Directions: Read the excerpt below from Beautiful Stories from Shakespeare by E. Nesbitt and then answer the questions.
She hoped, however, to win this sun by earning the gratitude of the King of France, who suffered from a lingering illness, which made him lame. The great doctors attached to the Court despaired of curing him, but Helena had confidence in a prescription which her father had used with success.
Taking an affectionate leave of the Countess, she went to Paris, and was allowed to see the King.
He was very polite, but it was plain because he thought of her as a quack. “It would not become me,” he said, “to apply to a simple maiden for the relief which all the learned doctors cannot give me.”
“Heaven uses weak instruments sometimes,” said Helena, and she declared that she would forfeit her life if she failed to make him well.
“And if you succeed?” questioned the King.
“Then I will ask your Majesty to give me for a husband the man whom I choose!”
So earnest a young lady could not be resisted forever by a suffering king. Helena, therefore, became the King's doctor, and in two days the royal cripple could skip.

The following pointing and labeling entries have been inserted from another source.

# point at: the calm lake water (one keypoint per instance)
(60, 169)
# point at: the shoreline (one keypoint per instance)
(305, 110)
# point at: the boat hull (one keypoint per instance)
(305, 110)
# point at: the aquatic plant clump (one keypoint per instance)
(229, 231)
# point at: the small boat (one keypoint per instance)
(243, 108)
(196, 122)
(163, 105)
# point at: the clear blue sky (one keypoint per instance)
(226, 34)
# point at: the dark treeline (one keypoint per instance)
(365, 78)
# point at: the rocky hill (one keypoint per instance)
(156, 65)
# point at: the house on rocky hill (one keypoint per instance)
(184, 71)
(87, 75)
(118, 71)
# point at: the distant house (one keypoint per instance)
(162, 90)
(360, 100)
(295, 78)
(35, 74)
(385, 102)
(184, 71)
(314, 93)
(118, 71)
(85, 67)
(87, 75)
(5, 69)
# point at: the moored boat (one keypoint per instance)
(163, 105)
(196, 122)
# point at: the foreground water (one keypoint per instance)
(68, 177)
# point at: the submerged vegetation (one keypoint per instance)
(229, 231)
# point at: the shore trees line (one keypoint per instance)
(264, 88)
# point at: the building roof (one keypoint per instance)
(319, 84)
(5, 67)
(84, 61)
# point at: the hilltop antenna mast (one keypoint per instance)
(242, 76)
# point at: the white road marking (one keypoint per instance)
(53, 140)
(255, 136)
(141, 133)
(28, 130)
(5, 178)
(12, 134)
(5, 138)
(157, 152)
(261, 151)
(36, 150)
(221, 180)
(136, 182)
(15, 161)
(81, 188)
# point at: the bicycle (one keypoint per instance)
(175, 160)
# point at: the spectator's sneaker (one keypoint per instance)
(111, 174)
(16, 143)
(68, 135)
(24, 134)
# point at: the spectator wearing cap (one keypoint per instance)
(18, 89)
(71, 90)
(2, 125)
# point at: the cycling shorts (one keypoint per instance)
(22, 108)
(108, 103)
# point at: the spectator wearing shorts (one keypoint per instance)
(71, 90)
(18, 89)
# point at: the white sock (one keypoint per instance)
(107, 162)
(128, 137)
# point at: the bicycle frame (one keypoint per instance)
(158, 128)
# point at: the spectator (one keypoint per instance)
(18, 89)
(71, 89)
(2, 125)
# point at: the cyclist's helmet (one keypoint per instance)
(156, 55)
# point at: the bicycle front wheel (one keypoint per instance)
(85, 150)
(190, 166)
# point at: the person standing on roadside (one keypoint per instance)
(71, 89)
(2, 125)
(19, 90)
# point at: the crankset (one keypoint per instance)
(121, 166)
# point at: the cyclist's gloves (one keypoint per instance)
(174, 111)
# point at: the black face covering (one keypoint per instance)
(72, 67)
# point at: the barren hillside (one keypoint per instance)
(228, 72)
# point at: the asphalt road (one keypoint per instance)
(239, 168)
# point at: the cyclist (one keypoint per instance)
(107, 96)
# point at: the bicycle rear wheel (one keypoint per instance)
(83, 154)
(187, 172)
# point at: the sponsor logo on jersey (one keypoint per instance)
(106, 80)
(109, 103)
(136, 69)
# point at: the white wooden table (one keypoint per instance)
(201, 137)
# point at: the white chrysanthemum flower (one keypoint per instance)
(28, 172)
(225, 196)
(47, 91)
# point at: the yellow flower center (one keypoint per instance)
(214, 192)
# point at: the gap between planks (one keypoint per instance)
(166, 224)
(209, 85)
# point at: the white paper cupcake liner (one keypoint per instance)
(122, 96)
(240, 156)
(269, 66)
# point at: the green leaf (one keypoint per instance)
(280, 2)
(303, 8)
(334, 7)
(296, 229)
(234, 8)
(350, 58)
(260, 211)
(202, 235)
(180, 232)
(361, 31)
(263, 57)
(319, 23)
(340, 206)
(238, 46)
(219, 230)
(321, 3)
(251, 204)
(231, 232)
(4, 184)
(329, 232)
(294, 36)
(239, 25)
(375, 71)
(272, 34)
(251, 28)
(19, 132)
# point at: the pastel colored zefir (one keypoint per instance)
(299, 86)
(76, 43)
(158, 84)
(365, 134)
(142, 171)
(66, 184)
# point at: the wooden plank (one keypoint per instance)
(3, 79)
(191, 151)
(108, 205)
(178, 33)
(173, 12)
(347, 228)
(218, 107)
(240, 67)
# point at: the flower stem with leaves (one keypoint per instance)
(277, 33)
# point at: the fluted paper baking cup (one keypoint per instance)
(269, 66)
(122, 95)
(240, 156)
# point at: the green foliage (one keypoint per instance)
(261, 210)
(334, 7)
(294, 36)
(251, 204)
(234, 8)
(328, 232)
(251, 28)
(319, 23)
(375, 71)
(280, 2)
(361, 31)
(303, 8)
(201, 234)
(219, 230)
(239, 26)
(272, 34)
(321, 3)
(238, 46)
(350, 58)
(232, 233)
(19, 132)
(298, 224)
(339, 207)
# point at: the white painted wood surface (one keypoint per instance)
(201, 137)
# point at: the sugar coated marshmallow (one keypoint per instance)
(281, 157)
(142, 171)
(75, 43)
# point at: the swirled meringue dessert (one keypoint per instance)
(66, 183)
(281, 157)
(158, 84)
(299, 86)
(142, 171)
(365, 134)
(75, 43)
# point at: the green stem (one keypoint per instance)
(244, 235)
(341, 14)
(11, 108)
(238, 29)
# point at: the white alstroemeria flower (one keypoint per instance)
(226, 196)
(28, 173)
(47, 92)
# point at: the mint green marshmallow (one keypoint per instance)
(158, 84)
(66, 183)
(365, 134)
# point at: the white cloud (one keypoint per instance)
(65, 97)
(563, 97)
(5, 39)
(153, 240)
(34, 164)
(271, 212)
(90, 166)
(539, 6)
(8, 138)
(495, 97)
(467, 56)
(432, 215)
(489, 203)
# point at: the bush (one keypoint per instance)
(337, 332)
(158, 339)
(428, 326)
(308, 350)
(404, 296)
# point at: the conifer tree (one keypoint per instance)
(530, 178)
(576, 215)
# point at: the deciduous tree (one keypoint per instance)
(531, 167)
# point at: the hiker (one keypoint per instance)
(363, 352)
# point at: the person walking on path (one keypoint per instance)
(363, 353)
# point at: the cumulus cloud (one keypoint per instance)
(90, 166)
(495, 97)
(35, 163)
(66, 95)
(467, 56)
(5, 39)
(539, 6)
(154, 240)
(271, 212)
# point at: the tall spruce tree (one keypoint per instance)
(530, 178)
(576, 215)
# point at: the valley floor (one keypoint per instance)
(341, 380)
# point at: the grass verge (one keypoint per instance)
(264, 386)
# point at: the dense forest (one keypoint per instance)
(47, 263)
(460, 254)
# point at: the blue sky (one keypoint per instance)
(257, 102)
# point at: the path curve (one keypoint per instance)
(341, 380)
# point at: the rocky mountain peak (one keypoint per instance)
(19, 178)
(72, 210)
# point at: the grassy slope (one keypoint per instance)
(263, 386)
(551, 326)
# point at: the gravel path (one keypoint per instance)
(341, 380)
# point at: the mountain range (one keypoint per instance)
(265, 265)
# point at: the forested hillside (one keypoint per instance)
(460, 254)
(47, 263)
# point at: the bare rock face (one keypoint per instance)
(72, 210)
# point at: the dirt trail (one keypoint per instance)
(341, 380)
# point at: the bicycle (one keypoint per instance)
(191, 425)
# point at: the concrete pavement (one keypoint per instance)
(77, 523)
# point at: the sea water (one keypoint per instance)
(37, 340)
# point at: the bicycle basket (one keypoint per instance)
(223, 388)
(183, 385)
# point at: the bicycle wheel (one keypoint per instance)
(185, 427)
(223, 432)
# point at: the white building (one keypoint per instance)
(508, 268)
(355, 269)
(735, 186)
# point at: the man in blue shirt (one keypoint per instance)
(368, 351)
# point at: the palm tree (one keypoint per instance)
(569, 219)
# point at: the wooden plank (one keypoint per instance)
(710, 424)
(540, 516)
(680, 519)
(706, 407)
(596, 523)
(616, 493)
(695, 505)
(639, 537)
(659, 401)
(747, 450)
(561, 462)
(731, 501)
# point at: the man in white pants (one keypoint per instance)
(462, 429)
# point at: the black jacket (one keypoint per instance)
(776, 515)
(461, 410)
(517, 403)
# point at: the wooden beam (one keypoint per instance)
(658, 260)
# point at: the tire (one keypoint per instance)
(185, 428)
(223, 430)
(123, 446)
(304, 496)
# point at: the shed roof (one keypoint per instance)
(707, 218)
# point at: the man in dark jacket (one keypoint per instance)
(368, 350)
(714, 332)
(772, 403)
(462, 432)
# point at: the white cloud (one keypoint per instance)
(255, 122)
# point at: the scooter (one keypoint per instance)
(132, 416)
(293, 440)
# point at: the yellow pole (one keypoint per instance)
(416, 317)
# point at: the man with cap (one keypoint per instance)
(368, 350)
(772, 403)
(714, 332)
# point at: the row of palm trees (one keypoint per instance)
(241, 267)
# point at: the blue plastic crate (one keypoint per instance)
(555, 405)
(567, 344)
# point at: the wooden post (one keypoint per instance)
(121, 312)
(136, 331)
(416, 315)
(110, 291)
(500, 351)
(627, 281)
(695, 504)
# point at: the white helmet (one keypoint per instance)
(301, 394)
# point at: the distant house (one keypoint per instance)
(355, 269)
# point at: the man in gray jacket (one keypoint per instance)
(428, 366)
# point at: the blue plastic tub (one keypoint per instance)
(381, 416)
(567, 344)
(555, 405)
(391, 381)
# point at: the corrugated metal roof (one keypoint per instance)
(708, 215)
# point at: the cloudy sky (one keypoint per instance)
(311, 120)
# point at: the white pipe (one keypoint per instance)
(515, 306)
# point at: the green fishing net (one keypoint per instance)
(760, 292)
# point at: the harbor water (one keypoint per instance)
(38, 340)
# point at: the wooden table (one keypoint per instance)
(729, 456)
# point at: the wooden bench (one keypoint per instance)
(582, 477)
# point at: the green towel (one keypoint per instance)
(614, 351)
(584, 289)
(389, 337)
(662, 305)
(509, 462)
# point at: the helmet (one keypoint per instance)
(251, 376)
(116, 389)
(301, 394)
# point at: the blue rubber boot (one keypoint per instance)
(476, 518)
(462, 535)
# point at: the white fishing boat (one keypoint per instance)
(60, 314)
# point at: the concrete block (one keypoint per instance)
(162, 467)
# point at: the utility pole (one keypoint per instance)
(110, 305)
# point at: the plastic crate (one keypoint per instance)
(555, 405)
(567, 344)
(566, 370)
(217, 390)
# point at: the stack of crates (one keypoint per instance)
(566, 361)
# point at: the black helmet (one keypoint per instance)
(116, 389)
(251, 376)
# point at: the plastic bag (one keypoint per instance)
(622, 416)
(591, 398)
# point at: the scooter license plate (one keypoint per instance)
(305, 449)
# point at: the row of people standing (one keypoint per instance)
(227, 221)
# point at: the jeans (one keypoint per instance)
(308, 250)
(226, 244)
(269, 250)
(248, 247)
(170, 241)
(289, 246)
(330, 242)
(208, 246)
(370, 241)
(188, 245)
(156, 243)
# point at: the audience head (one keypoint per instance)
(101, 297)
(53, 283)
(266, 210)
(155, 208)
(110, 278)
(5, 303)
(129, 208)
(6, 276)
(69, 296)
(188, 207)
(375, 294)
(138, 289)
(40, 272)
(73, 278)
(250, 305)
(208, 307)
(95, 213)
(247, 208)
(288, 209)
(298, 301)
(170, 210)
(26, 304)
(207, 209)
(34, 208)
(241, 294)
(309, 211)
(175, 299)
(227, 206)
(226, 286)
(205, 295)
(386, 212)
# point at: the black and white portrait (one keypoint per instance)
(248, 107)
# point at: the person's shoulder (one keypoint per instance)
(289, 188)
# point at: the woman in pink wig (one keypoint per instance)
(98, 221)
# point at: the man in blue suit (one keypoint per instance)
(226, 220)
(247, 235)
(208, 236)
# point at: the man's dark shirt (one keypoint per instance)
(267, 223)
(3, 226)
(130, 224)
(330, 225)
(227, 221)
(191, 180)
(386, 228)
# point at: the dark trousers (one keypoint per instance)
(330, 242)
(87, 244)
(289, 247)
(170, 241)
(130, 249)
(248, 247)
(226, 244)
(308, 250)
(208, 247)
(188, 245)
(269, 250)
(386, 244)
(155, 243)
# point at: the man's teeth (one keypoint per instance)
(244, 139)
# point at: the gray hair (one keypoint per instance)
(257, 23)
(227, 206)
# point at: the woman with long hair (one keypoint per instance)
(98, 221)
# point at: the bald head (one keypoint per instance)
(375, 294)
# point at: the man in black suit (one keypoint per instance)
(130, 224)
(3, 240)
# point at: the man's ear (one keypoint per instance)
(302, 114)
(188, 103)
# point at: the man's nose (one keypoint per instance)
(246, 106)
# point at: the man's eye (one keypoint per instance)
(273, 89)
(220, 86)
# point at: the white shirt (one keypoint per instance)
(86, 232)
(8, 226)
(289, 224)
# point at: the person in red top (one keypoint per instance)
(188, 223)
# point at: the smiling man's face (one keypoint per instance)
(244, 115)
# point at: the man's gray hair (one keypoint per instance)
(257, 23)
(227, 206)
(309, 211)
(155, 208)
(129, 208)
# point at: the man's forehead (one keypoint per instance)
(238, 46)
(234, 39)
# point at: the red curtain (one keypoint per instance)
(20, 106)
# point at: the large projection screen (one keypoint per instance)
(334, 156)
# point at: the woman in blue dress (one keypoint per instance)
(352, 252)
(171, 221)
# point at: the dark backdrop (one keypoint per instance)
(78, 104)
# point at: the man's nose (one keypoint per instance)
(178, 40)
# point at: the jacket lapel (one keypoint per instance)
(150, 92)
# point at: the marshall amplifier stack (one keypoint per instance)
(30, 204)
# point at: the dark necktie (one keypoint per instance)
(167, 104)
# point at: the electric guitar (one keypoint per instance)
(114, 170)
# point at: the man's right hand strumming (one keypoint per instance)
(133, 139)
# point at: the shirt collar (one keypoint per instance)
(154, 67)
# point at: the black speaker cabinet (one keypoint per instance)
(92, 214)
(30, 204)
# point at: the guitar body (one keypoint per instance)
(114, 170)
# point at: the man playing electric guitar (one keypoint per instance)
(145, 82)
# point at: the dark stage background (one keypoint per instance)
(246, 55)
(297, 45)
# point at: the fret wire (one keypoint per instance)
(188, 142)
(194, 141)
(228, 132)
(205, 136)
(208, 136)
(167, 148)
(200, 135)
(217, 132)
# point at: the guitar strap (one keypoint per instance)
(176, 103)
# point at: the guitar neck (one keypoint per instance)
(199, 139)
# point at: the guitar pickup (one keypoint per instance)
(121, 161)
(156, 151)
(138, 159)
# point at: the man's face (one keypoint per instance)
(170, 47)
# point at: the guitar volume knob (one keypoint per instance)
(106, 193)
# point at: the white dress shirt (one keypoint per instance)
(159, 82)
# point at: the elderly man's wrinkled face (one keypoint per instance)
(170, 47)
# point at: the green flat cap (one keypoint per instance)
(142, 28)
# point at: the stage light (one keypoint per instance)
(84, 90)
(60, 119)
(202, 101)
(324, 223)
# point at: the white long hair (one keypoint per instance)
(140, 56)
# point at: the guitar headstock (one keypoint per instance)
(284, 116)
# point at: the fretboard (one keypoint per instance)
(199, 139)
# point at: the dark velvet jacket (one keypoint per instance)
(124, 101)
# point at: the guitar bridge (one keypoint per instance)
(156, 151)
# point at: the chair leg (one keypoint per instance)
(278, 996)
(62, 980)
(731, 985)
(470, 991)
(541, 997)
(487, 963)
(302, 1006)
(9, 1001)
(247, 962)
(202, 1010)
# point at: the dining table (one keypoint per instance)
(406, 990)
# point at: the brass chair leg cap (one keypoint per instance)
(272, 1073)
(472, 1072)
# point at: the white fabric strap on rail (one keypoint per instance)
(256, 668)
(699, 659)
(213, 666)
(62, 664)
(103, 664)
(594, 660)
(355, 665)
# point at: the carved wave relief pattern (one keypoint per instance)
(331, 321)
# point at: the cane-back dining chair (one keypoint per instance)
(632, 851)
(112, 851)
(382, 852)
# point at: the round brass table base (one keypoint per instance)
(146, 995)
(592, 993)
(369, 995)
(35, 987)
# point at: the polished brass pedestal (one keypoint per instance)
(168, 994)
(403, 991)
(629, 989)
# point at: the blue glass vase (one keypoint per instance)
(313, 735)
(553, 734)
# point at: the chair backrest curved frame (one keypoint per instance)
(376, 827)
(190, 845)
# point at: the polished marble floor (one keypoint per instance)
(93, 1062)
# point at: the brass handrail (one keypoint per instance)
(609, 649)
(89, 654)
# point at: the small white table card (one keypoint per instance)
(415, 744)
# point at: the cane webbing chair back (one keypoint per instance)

He summoned his courtiers, and they made a glittering throng in the throne room of his palace. Well, might the country girl have been dazzled, and seen a dozen husbands worth dreaming of among the handsome young noblemen before her. But her eyes only wandered till they found Bertram. Then she went up to him, and said, “I dare not say I take you, but I am yours!” Raising her voice that the King might hear, she added, “This is the Man!”
“Bertram,” said the King, “take her; she's your wife!”
“My wife, my liege?” said Bertram. “I beg your Majesty to permit me to choose a wife.”
“Do you know, Bertram, what she has done for your King?” asked the monarch, who had treated Bertram like a son.
“Yes, your Majesty,” replied Bertram; “but why should I marry a girl who owes her breeding to my father's charity?”
“You disdain her for lacking a title, but I can give her a title,” said the King; and as he looked at the sulky youth a thought came to him, and he added, “Strange that you think so much of blood when you could not distinguish your own from a beggar's if you saw them mixed together in a bowl.”